As a former businessman, I’m pretty decent with coding, so I created a macro that automatically types out, “Federal Judge Issues Restraining Order Against Trump’s Plan to… [fill in the blank.]”
All right, I’m exaggerating, but I could have — I feel not a day goes by when a jurist doesn’t come along and, as RedState’s Bonchie likes to say, “jump in off the third rope” to kneecap a Trump initiative. It was quite surprising, then, when news broke Tuesday evening that a D.C. federal judge declined to block construction on the Trump ballroom, despite the lawsuit from an activist group, the National Trust for Historic Preservation.
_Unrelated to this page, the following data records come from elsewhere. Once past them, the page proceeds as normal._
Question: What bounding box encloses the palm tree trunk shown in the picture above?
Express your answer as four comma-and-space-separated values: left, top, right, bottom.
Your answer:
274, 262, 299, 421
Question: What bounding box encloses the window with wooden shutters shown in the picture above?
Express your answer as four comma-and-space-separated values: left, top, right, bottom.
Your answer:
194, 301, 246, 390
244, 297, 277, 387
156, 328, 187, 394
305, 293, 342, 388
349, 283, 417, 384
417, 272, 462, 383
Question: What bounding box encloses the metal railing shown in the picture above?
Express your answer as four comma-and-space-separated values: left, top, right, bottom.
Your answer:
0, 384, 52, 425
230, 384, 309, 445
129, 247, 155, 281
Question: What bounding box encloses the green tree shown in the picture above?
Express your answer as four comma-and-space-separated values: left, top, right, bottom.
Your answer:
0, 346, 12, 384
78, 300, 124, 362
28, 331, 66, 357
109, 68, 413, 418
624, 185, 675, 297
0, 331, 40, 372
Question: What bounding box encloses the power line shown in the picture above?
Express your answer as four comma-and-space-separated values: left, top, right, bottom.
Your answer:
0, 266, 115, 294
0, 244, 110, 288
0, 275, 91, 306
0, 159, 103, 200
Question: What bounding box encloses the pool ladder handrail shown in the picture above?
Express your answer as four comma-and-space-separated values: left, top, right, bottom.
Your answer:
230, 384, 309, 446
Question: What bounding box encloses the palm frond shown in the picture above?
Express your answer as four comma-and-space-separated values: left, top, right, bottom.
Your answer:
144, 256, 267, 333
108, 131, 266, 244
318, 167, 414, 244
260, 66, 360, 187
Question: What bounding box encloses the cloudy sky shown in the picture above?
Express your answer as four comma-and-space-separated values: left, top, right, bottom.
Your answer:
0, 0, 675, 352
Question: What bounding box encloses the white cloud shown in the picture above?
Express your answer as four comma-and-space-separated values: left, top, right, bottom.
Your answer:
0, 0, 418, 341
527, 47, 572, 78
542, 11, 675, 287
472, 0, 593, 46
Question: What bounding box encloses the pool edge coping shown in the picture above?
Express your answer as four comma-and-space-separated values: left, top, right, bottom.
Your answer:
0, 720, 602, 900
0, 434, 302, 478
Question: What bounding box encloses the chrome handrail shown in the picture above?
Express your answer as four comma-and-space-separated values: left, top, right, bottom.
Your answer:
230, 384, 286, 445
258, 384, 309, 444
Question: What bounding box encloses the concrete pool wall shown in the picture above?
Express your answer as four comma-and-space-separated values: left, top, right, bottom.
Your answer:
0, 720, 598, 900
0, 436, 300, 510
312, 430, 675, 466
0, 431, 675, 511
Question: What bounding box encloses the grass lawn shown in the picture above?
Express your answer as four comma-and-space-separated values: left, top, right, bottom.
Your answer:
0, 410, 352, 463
They declared that the administration broke ground before plans were submitted to the National Capital Planning Commission and did so without consulting Congress.
It wasn’t enough to move U.S. District Judge Richard Leon, a George W. Bush appointee, at least for now:
A federal judge on Tuesday turned down preservationists’ request to halt President Donald Trump’s $300 million White House ballroom project, concluding that allowing below-ground construction to continue in the coming weeks was unlikely to produce irreparable harm to those opposed to the plan.
U.S. District Judge Richard Leon denied the National Trust for Historic Preservation’s request for a temporary restraining order, but said he would hear arguments early next year about whether to issue a longer-term preliminary injunction against the project.
Attorney General Pam Bondi celebrated the win, even if there are more battles to come in the case:
We will continue defending the President’s project in court in the coming weeks.
As I mentioned, the battle isn’t over, and the administration will need to provide updates to the judge on schedule:
The Trump administration told U.S. District Judge Richard Leon on Tuesday that within the next “two weeks” it expects to meet with the National Capital Planning Commission and the Commission of Fine Arts to review plans that Justice Department attorney Adam Gustafson told the court were not yet finalized.
Tad Heuer, the national trust's attorney, quipped that with this administration, “It’s always going to happen in the next two weeks.”
“The court will hold them to that,” the judge responded. “They have until the end of this month.”
The Left acts as if Trump is the first president to ever think of modernizing and renovating the White House, but it's not so:
Now Trump and private donors are paying to make it happen.
It’s been pathetic to see leftists and Democrats whining about the cost of Trump’s massive ballroom — even though it’s entirely privately funded — even while Gov. Tim Walz of Minnesota was asleep at the wheel when hundreds of millions of dollars were defrauded from federally funded nutrition programs run by the state. California Gov. Gavin Newsom, meanwhile, criticizes the ballroom project in his endless mean tweets, but he himself is unaware or unwilling to reveal how much a massive state capitol project is costing taxpayers, even though it’s being built right down the street from his office.
The court proceedings over the big project will continue, but it was nice for one day at least to write that a federal judge actually declined an opportunity to derail the duly elected president’s agenda. As my grandmother might have said, "Wonders will never cease.”